Eyewitness

(Reproduced from "Christian Aid news" Winter 2002 Issue 15, page 6 )

Christian Aid has been liaising with Ockenden International to provide assistance in refugee camps close to the Iranian-Afghan border. Christian Aid's news editor John Davison visited Makhakhi refugee camp there at the height of the conflict.

The first thing that struck me was the dust. Picked up from the barren landscape by the slightest breath of wind, it penetrated every garment fold or pocket - every facial crevice. When the wind blew with any strength, the swirling stuff had children crying and rubbing their eyes with gritty discomfort.

Goggles, held on with string tied over their scarves or turbans, were sported as protection by some of the young men, only adding to the weird feeling that you were in some truly alien environment. The 1,000 or so tents, in their neat rows, had been a brilliant white when they were erected by Red Crescent volunteers just over two weeks earlier but now had turned the same dull, dun colour as everything else.

New arrivals on the the Iranian border, who arrived daily on the back of hired trucks or trailers pulled by tractors, no longer received tents to shelter them. With more than 5,000 people in it, the camp had been declared officially full. Hundreds of bemused newcomers were left to put up whatever they could against the stinging wind.

I saw a woman trying to weave a wind break from twigs and sparse branches. A man had used a borrowed bicycle, a long handled shovel and a blanket to give his wife and two young sons some kind of protection. Others just huddled on the ground, behind the bundles of their few remaining possessions.

Everyone I spoke at the camp said they had come to escape the bombing. Many had stories of relatives being killed. One man, from Herat in western Afgahnistan, loudly claimed to have seen "more than 1,000 people" killed by bombs.

While such wild allegations inevitably prompt scepticism, many other stores told had the tragic ring of truth about them. Like that of Abdullah and Zaileikha Noorzahai, who were shltering in a tiny, derelict farm building on the outskirts of Makhakhi camp. Zaileikha had been ill for some time, with what the couple thought was heart trouble. So when the bombs started falling near their village close to Mazar-i-Sharif in northern Afghanistan, they fled with their four children - first to Herat.

"When we got there we just left the kids in some ruins while we went to try and find a doctor", said Abdullah. "When we came back we found the wall had collapsed because of bombing there, and the children were under the rubble."

His wife, clearly in distress with grief and pain from her illness, winced and wept openly when talking about their plight. "We are two people left on our own. We don't have any relatives left. Everybody has been killed", she said. Both are in their late 40s. "We are two old people who have saved our lives to try and find a life here. But we haven't been given any facilities," she said. In twelve days since they had reached Makhakhi, she said, they had been given little food and no medical attention, despite trying to see a doctor every day. "We cannot even get a single tablet,"she said.

"I'm afraid she might die. No one is looking after her," said Abdullah.

Then there was Fatima, from Kandahar, who I found sitting on the bare ground, surrounded by her six grandchildren. Both her sons, the children's fathers, had been killed in the bombing, together with their wives. "My house is isolated, on the edge of the city, and the children were sleeping with me, My sons' houses were close to one another and were hit by the bombardment on the same night, at about midnight two weeks ago. All were killed instantly," said Fatima, with a strange, detached calm.

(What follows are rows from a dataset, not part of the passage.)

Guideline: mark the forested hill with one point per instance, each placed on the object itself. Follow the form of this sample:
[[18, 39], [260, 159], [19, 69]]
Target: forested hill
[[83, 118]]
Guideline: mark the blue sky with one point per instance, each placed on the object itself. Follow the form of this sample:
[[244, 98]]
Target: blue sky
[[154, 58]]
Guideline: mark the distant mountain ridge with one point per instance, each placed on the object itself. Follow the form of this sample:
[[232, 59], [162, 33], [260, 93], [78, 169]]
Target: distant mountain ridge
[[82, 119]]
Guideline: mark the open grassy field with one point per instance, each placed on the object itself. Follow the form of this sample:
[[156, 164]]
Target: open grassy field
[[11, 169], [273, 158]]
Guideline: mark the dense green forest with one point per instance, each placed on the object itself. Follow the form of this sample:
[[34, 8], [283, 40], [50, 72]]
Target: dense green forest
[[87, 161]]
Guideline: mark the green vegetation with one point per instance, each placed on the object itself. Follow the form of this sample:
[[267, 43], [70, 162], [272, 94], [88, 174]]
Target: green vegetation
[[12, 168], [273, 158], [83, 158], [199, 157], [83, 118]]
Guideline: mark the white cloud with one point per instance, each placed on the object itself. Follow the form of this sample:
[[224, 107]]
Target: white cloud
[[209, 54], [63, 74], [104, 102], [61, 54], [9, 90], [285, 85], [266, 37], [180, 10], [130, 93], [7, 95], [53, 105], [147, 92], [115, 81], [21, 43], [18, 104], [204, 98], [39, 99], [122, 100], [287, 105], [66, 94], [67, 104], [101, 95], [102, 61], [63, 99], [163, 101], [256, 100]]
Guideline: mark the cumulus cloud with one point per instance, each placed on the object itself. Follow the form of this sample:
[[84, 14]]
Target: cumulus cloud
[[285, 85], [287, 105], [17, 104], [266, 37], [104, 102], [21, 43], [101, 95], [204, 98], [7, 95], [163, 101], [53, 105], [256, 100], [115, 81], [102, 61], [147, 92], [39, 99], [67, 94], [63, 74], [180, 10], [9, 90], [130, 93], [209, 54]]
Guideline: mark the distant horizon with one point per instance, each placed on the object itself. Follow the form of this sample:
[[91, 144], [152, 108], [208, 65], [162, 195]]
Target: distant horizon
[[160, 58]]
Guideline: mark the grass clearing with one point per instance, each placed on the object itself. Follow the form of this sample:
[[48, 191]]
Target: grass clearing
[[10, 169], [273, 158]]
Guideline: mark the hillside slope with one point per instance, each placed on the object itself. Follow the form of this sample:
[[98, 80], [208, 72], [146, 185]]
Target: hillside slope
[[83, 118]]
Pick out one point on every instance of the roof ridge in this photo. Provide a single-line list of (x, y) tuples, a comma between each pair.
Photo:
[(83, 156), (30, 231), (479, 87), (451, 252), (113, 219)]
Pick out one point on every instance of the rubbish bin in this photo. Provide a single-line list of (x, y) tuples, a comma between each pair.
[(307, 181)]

"I saw 25 dead bodies that very night," she said. "Another 20 people were seriously injured and taken to hospital in Pakistan. We dare not hope they will be alive today."

I asked her about her hopes for the future of Afghanistan, and she just shrugged. "At present my main problem is that I should get something to cover myself and the children from the cold," she said. "And something shout be given to my children to eat. We don't get anything".